村瀬功(むらせいさお) | ページ 3 | 会計士の履歴書 | 活躍する会計士たちの仕事やキャリアを紹介

株式会社マックアース

管理本部

取締役CFO 兼 管理本部長

村瀬 功 むらせ いさお

粘り強く事業会社の課題にフルコミット。公平性と誠実さを生かしてCFOの職務を全うする
収集家タイプ
収集家タイプ

1980年11月24日生まれ(40歳)
富山県出身 ・ 神奈川県在住
東京大学 経済学部経済学科 卒業

7人生の目的と公認会計士という資格

 高校生の頃、公認会計士という資格を知り、目指そうと思ったきっかけとして、公認会計士という資格の魅力として、“稼げる”“独立もできる”“会計、税務、コンサルティング等多様な仕事ができる”といった点を考えていた記憶があります。

 では現在、私にとって公認会計士という資格の意義は何か。一番大きなものは、“保険”だと考えています。監査法人やコンサルティング会社のキャリアを捨てて事業会社へ飛び込むことができたのも、耳の痛いことを勇気を持って言えるのも、公認会計士という“保険”があるからです。事業会社への転職が失敗しても、耳の痛いことを言って疎まれたとして、公認会計士という資格があれば食べていくことは困りません。保険によりリスクヘッジをしているからこそ、果敢にチャレンジすることができているという意味では、公認会計士という資格を持っている自分は恵まれていると感じています。
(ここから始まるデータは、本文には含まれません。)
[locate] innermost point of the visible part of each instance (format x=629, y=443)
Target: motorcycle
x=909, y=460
 間違ったものは間違っていると言う、自分の信念に従って生きる、無用な遠慮をしない、というのは、ストレスを抱えないために重要なことだと考えます。公認会計士という資格はこの生き方を助けてくれている存在だと感じています。

8これから成し遂げたい事、将来の夢

現在の私はまだ駆け出しのCFOですので、CFOとしての自分をレベルアップさせることが当面の目標です。CFOは財務だけ、または管理部門だけを管掌すればよいのではなく、企業価値の向上のために様々なパフォーマンスを発揮していくべきポジションであります。さらに会社のフェーズによっても求められる立ち位置や動き方も変わってくると思います。会社を支え、会社の成長と共に自らも色々な業務を経験し、知識を蓄積し、ワンランクも2ランクも上のCFOに進化して行きたいと思います。
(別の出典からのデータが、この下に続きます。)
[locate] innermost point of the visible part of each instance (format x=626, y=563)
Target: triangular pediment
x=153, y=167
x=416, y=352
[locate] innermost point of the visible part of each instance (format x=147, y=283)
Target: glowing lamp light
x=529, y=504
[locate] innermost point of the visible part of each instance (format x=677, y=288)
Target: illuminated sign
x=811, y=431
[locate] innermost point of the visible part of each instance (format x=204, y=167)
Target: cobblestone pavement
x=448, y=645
そしてそのもっと先は、「参謀ではなく大将になりたい」と言い出すか、「独立して自由にやりたい」と言い出すか、現在では想像がつきません。ただいずれにしても自分を高めて成長させていれば、将来の可能性は無限大だと考えています。すべては自分次第。自責思考が重要です。

9キャリアを模索する会計士、会計士受験生へのアドバイス

CFOを目指すならまずはこのアクションをしよう

近年は事業会社のCFOを目指す会計士が増加していると聞いています。私はこれまで“監査法人”“コンサルティング会社”“事業会社”の異なるキャリアを経験しましたが、現在の事業会社CFOが一番仕事が楽しいと感じます。一番責任が重く大変なことが多いですが、やりがいがあり、自分の成長に繋がっていると実感できます。是非多くの会計士、会計士受験生に事業会社CFOを目指してもらいたいと考えています。

 事業会社のCFOをやるにおいて、「公認会計士資格は必要か?」と問われると特段は不要です。「公認会計士資格は有利か?」というと、会社内外からの見え方が異なりますので、あればプラスにはなりますが、大きなアドバンテージにはなりません。では、「公認会計士としての経験は活きているか?」というと、それは間違いなく活きています。CFOを目指される方は、公認会計士としての業務、すなわち会計や監査に関する専門家業務をしっかり行って基礎力をつけることお勧めします。

 思うに、現在の私のCFOとしての業務は“アウトプット”の要素を多く含みます。これまで蓄積した知識・経験をフル動員して日々課題の解決にあたっています。この基礎となっているのが、会計士試験で勉強(インプット)した理論、監査法人時代に知識を実務に結びつけて身につけた(インプット)経験、コンサルティング会社においてコンサルタントとして課題解決(アウトプット)経験、等インプット及びアウトプットの知識・経験であります。その時々の仕事を地道に愚直に取り組んできた一つ一つが自らの血肉になっていると考えます。
 ですので、CFOになるために何か特別のことをやらなければならないわけではなく、必ずしも早期に監査法人を飛び出さなければいけないわけでもなく、じっくりインプットを積み重ねることが重要だと思います。

 どちらかというとマインドの持ち方こそが重要だと思います。上述した私の強みである“成果を出すことにコミットして力を出せること”“自責思考であること”“誠実であること”については重要と考えています。